Asit erozyonu nedir?
Her yaşta görülebilen asit erozyonu, asitli yiyecek ve içeceklerin dişle teması sonucu, diş minesinin yüzeyinin geçici olarak yumuşaması ile ortaya çıkıyor. Zamanla bu asidik yumuşama, önemli bir aşınmaya ve dolayısıyla da diş minesinin kalınlığının azalmasına yol açabiliyor. Dr. Kışlaoğlu, bu olayın diş hassasiyetini artırarak, ileriki zamanlarda dişin dokusu, şekli ve görünümünde çeşitli değişimlere neden olduğunu belirtiyor.
Asit erozyonu nasıl oluşuyor?
Günde iki bardaktan fazla meyve suyu ve asitli içecek tüketenlerde, tüketmeyenlere göre, asit erozyonu riski 37 kat artıyor. Bu konuya gerekli özenin gösterilmediğini ifade eden Kışlaoğlu “Günlük yaşam temposu içerisinde ayaküstü yemeler, bu yiyecekleri yerken kullanılan içecekler, bu içeceklerin içeriklerinde bulunan asit ciddi sorunlar ortaya çıkarmaktadır. Birçok insan dişlerini sabah-akşam fırçaladıklarında bakteri plağı denilen oluşumu, dişleri üzerinden uzaklaştırabildiklerini düşünür fakat günlük yaşantı içerisinde herhangi bir saat içinde aldıkları asitli yiyecek ve içecekler, bu sert dokularda aşınmalara yol açar” diyor.
Erozyona sebep olan gıdalar
Şekerli veya şekersiz tüm asitli içecekler, taze sıkılmış veya hazır meyve suları, bazı meyveler, gaz içeren içecekler dişlerde erozyona yol açıyor. İçeceklerin şekersiz veya light olması dişlerde meydana gelen erozyonu, sert doku kaybını önlemiyor. Çünkü o içeceğin içerdiği asit önemli. Kışlaoğlu, çay ve kahvenin erozyonda diğer içecekler kadar etkili olmadığını belirtiyor.

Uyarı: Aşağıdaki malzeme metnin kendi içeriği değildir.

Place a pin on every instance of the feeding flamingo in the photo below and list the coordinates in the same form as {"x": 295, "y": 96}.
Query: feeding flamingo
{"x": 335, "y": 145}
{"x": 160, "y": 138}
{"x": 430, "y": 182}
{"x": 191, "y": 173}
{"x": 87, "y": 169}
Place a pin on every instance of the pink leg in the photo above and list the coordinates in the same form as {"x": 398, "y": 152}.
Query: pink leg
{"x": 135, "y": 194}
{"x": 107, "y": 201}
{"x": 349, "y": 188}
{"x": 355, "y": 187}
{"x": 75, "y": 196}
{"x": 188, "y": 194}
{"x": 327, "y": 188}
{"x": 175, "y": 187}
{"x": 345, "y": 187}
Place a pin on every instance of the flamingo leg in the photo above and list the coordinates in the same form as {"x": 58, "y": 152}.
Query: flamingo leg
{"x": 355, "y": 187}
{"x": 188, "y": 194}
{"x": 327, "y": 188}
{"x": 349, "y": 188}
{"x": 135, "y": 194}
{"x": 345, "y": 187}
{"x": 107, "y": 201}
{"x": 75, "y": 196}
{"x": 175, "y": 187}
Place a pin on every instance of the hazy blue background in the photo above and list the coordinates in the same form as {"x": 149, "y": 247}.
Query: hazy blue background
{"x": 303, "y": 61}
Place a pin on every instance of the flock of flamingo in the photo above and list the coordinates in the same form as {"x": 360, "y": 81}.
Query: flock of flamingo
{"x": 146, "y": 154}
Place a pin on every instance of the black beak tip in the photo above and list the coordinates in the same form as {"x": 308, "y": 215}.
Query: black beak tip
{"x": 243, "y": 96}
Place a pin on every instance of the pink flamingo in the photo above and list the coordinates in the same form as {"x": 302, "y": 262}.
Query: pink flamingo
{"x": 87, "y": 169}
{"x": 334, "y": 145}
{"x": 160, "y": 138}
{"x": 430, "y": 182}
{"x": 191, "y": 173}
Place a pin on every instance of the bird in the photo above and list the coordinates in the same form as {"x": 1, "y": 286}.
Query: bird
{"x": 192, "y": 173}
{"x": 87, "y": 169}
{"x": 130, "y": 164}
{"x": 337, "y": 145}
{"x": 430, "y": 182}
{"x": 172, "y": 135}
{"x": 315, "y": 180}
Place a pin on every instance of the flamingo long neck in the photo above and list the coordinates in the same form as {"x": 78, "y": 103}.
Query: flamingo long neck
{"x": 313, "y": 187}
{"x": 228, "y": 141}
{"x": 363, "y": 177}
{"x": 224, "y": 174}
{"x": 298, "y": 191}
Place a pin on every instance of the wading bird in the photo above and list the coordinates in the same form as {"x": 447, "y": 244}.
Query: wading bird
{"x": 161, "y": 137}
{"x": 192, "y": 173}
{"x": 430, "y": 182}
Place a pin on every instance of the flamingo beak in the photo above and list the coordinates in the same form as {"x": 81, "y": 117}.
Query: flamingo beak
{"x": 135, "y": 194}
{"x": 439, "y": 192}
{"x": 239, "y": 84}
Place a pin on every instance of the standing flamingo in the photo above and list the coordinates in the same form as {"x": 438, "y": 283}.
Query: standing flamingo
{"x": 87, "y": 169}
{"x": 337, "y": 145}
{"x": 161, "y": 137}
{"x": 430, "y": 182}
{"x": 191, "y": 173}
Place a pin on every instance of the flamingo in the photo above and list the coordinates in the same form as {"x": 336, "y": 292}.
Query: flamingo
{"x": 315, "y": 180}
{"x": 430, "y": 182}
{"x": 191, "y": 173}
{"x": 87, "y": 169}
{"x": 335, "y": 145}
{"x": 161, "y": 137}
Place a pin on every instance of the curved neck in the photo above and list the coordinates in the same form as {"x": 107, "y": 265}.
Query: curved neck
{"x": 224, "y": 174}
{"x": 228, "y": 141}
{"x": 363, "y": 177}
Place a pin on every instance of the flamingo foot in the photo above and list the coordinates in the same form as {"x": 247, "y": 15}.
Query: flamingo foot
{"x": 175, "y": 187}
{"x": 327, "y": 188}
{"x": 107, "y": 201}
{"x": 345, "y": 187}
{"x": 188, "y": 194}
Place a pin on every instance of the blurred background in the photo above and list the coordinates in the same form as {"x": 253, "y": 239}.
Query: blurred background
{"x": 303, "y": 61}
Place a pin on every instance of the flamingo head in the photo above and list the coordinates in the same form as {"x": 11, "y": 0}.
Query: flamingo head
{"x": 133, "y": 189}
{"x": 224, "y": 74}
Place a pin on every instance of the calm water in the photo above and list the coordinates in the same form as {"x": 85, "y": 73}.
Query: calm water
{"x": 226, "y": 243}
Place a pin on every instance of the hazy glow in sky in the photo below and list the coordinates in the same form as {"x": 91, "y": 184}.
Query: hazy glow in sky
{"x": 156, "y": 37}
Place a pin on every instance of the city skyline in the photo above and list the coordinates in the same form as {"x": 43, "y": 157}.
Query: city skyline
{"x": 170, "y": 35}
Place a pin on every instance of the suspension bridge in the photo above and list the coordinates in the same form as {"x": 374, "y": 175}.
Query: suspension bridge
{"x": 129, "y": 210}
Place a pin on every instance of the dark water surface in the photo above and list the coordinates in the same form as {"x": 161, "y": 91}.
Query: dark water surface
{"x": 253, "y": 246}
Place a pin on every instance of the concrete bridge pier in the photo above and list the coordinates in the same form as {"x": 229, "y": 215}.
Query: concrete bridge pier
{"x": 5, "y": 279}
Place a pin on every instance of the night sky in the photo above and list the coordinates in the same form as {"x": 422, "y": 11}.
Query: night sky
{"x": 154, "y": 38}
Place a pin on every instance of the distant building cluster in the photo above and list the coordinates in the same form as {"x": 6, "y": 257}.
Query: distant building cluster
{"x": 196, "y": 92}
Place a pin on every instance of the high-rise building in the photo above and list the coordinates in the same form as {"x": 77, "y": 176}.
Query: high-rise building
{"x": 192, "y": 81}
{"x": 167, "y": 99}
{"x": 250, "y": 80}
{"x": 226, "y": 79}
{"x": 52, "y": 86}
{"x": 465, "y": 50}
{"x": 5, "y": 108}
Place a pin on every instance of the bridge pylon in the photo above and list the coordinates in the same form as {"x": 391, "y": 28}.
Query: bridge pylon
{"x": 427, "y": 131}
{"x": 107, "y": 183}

Asit erozyonunun belirtileri
Asidin diş minesini aşındırmaya başlamasıyla, önce aşırı hassasiyet ve sonraki aşamalarda da, dişlerde sarı lekeler, şeffaflık, diş uçlarında çatlaklar; son aşamada ise, aşınmaların devamı ile diş yüzeyinde çukur alanlar oluşuyor.
Asit erozyonunda kişiyi en çok rahatsız eden durum ise hassasiyet. Sıcak veya soğuk yiyecekler dişte hassasiyete yol açarak dişte sızlamalara sebep olur. Dr. Kışlaoğlu “Hastalığın başlarında çeşitli koruyucu önlemlerle kolayca tedavi edilebilen erozyon, ciddi boyutlara ulaşırsa, etkilenen dişlerin şeklinin ve işlevlerinin düzeltilmesi ve korunması için adesif diş tedavisine gerek duyulur” diyor.
Diş fırçalamanın erozyona etkisi
Diş fırçalamanın, ağız hijyeninin korunmasında ve dişlerin çürümesinin önlenmesinde en önemli unsur olduğunu belirten Kışlaoğlu, asit erozyonu olan hastalarda asitli yiyecek ve içecek tüketiminin hemen ardından diş fırçalamanın erozyonu artıracağını ifade ederek konu hakkında şöyle diyor: “Özellikle bu tür içecekleri veya yiyecekleri tüketenler, ağızlarını temiz hissetmek için hemen gidip dişlerini fırçalıyorlar. Bu, aşınmanın hızlanmasına yol açar. Kişi, bu tür asitli yiyecek ve içecekleri tükettikten sonra ağız ortamının pH’sını yükseltmek için bir yudum su alabilir, nötr bir içecekle ağzını çalkalayabilir. Dişleri, ağız ortamı asitli durumdan kurtulduktan sonra fırçalanması daha doğru olur.”